KARAWANG, Potensinetwork.com – Program Jalan Usaha Tani (JUT) adalah program strategis pemerintah (Kementerian Pertanian, Pemda, Dana Desa) untuk membangun/memperbaiki jalan di kawasan pertanian, mempermudah mobilitas alat pertanian, distribusi sarana produksi, dan pengangkutan hasil panen ke pasar

Hal ini bertujuan meningkatkan produktivitas, efisiensi biaya, dan kesejahteraan petani, sering kali dibiayai Dana Desa dan melibatkan padat karya produktif. Program ini membuka keterisolasian, menekan biaya transportasi, dan mendorong pertumbuhan ekonomi desa,

H Didin seorang tokoh masyarakat dan ketua BPD Tanjungjaya mengeluhkan tentang derita petani di daerahnya.

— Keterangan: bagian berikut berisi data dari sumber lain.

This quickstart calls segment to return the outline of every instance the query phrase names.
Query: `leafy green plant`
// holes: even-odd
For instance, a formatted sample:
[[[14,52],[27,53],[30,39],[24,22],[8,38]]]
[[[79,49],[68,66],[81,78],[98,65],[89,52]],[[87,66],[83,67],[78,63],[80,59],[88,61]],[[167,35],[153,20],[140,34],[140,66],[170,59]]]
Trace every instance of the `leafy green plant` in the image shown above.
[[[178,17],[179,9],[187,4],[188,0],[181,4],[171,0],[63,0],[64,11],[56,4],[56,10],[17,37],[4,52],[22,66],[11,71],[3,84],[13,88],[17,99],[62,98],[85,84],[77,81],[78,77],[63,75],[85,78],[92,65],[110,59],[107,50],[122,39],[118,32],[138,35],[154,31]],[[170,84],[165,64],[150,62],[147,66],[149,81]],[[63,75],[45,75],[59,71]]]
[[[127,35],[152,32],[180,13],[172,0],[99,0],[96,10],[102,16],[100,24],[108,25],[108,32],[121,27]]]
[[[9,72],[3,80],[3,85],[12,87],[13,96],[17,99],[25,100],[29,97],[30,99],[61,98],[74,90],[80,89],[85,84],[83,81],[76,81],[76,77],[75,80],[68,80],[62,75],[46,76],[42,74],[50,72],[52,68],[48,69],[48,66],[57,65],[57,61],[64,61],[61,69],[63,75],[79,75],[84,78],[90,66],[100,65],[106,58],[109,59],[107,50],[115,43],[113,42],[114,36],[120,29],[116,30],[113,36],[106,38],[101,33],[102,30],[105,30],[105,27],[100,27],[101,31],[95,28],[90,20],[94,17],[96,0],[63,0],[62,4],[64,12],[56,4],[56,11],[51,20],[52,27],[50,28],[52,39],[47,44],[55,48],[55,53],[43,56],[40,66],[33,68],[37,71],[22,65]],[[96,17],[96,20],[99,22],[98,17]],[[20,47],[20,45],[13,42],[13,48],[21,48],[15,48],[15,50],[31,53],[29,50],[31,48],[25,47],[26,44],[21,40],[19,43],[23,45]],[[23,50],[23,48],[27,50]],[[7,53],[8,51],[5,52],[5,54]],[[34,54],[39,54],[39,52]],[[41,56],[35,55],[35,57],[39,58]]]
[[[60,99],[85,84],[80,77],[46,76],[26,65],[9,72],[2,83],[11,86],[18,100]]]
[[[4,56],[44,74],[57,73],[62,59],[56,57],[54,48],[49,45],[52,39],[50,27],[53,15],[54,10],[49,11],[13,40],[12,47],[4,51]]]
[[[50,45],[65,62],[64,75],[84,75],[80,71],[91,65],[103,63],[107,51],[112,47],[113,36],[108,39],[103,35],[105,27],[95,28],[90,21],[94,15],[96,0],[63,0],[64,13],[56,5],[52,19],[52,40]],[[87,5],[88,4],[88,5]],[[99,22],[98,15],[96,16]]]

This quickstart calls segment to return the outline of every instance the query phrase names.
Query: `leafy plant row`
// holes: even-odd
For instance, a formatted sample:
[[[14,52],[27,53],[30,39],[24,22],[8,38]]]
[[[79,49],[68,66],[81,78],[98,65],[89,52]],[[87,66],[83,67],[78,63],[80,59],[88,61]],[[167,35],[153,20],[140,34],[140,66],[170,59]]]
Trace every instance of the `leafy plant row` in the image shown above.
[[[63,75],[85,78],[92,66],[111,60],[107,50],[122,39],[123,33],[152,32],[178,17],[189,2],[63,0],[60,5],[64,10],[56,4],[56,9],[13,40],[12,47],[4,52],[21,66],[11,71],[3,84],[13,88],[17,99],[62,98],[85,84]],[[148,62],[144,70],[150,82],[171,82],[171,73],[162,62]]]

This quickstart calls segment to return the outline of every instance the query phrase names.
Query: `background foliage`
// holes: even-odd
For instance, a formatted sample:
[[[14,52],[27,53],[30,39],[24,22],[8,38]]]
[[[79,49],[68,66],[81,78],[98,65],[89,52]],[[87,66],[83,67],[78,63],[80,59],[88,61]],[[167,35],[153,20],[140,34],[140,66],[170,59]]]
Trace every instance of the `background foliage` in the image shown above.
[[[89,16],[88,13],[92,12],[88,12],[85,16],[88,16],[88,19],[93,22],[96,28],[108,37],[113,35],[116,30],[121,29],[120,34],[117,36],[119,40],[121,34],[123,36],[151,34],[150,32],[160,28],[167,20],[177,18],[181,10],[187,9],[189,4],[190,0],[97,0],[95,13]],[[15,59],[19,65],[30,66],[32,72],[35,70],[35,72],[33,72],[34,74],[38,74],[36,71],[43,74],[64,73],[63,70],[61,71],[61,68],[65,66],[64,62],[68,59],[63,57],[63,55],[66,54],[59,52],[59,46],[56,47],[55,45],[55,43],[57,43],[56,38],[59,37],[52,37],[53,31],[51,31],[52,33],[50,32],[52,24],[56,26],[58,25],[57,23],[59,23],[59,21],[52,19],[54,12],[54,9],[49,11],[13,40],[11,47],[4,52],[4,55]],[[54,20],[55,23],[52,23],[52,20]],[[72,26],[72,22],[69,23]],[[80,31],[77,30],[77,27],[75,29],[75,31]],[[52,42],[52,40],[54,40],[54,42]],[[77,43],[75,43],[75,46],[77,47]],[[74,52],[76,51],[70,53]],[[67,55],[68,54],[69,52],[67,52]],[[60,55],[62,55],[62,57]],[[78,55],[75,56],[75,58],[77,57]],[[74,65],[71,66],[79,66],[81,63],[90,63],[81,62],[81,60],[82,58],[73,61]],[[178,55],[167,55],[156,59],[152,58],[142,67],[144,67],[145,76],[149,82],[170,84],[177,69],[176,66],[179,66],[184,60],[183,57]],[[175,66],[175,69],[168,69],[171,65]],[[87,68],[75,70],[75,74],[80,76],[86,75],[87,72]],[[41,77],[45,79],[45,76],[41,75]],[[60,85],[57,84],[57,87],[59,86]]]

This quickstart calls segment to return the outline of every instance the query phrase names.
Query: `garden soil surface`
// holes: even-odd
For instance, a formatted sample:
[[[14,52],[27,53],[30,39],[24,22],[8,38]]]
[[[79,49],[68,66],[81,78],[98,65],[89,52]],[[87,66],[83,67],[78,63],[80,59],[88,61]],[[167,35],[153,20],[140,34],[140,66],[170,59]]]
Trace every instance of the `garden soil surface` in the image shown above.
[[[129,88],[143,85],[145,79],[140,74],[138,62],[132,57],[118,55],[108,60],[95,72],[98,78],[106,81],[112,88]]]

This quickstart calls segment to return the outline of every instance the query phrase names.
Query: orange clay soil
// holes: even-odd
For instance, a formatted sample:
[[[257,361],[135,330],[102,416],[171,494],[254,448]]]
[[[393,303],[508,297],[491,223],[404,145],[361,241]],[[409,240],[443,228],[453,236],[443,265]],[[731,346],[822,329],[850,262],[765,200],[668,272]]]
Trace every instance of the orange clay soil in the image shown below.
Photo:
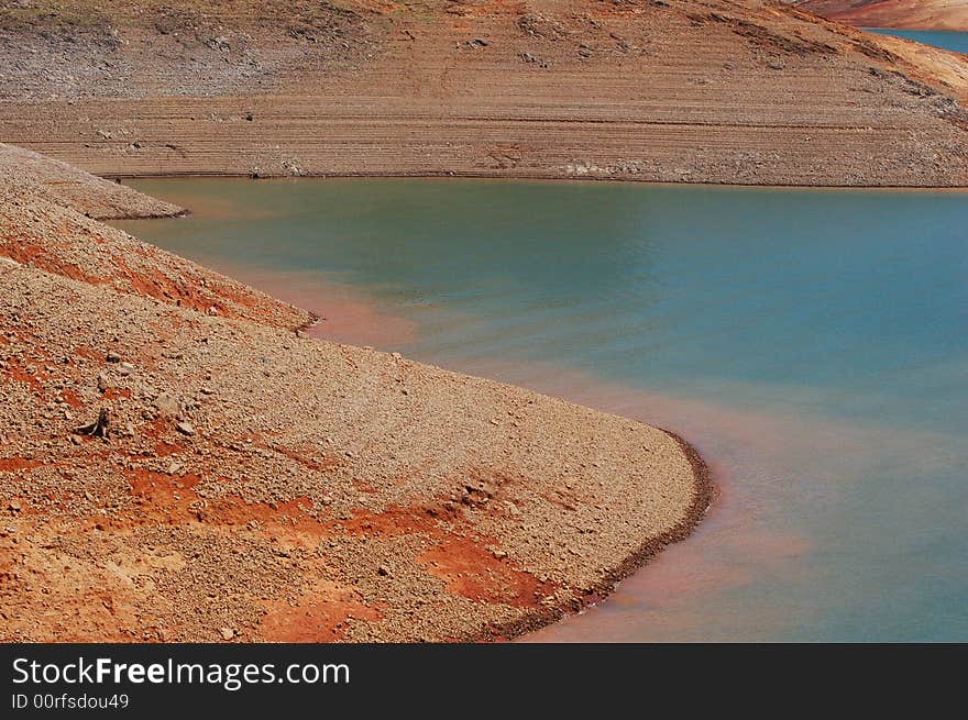
[[[0,137],[100,175],[968,186],[968,59],[779,1],[51,4]]]
[[[968,32],[965,0],[798,0],[794,4],[859,27]]]
[[[113,186],[52,196],[61,166],[4,155],[0,640],[501,639],[705,511],[674,436],[306,337],[79,212]],[[101,410],[107,437],[78,431]]]

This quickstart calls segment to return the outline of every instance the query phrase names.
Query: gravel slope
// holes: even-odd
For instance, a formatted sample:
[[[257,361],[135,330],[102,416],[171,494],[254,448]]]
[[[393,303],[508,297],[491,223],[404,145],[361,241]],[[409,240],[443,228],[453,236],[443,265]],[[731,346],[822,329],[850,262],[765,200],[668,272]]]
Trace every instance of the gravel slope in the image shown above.
[[[11,30],[0,137],[99,175],[968,186],[968,60],[784,3],[359,0],[324,5],[318,42],[301,5],[240,3],[197,10],[157,64],[170,33],[120,3],[114,84],[34,71],[65,51]]]
[[[12,177],[2,641],[508,636],[596,599],[710,502],[661,430],[305,337],[306,313]],[[66,177],[91,207],[116,191]]]

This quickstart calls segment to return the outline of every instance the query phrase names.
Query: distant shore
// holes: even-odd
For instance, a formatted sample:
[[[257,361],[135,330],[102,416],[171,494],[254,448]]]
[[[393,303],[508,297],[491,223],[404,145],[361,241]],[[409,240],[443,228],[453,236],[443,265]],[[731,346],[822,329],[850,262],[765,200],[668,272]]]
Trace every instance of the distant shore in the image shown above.
[[[968,186],[968,62],[795,8],[262,4],[0,15],[0,140],[100,176]]]

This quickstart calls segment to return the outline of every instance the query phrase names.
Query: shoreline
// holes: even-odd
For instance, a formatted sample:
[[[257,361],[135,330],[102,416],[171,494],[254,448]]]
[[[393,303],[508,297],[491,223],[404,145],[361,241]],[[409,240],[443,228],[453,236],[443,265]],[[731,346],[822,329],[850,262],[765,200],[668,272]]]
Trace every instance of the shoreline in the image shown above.
[[[615,184],[615,185],[642,185],[654,187],[701,187],[701,188],[724,188],[734,190],[845,190],[858,192],[968,192],[968,185],[778,185],[778,184],[758,184],[758,182],[715,182],[715,181],[690,181],[690,180],[648,180],[631,177],[575,177],[575,176],[495,176],[495,175],[473,175],[473,174],[439,174],[439,175],[418,175],[418,174],[344,174],[344,175],[266,175],[260,177],[251,177],[249,175],[232,173],[168,173],[168,174],[145,174],[145,175],[125,175],[110,173],[102,175],[108,180],[121,184],[122,180],[209,180],[209,179],[228,179],[228,180],[246,180],[253,182],[277,182],[290,180],[483,180],[493,182],[565,182],[565,184]],[[140,215],[140,217],[120,217],[103,218],[103,220],[166,220],[188,217],[191,209],[186,208],[177,214],[158,214],[158,215]]]
[[[14,573],[0,638],[503,640],[601,599],[707,509],[707,468],[676,435],[306,337],[316,314],[79,212],[110,191],[144,217],[144,196],[78,175],[56,185],[64,166],[30,157],[31,181],[55,182],[41,179],[37,192],[55,195],[7,188],[15,202],[0,255],[23,262],[0,264],[0,314],[15,319],[0,337],[0,381],[13,399],[0,418],[46,420],[0,437],[10,523],[0,566],[25,554],[45,603],[74,614],[58,630]],[[9,184],[18,168],[8,164]],[[62,355],[69,362],[47,359]],[[273,370],[258,372],[267,358]],[[78,439],[97,408],[117,428],[110,441]],[[420,432],[384,431],[387,419]],[[156,557],[139,569],[145,547]],[[190,585],[172,564],[179,556],[200,558]],[[110,566],[142,579],[131,586]],[[296,587],[283,581],[292,573]],[[139,590],[145,581],[161,595]],[[234,599],[222,606],[226,591]]]

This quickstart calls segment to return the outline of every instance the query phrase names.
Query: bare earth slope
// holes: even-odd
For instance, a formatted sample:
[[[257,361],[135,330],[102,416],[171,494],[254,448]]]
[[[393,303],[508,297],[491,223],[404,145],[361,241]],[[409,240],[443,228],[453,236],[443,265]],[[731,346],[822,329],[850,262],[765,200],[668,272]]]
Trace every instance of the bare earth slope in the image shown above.
[[[785,3],[340,3],[21,12],[0,139],[101,175],[968,186],[968,60]]]
[[[799,0],[794,4],[861,27],[968,32],[965,0]]]
[[[0,144],[0,256],[211,315],[290,330],[312,321],[305,310],[94,219],[180,212],[65,163]]]
[[[708,505],[661,430],[309,340],[306,313],[13,179],[2,641],[505,636],[607,591]],[[82,430],[102,412],[107,437]]]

Baca Juga:  Kang DS Harap PWRI Terus Berkontribusi untuk Kemajuan Kabupaten Bandung

“Mana peran serta Dinas Pertanian Kab.Karawang katanya ada program Jalan Usaha Tani (JUT), baru beberapa hari Kepala Negara (Presiden) H.Prabowo Subianto berkunjung ke Karawang tepatnya ke kecamatan Cilebar menyatakan bahwa Indonesia sudah Swasembada pangan tapi yang menanam padi (Para Pejuangan Pangan) tidak diperhatikan oleh Pemkab Karawang khususnya Dinas Pertanian. dimana ditaronya hati nurani para pejabat di kabupaten yang terkenal LUMBUNG PADI ini ???,” ujar H Didin.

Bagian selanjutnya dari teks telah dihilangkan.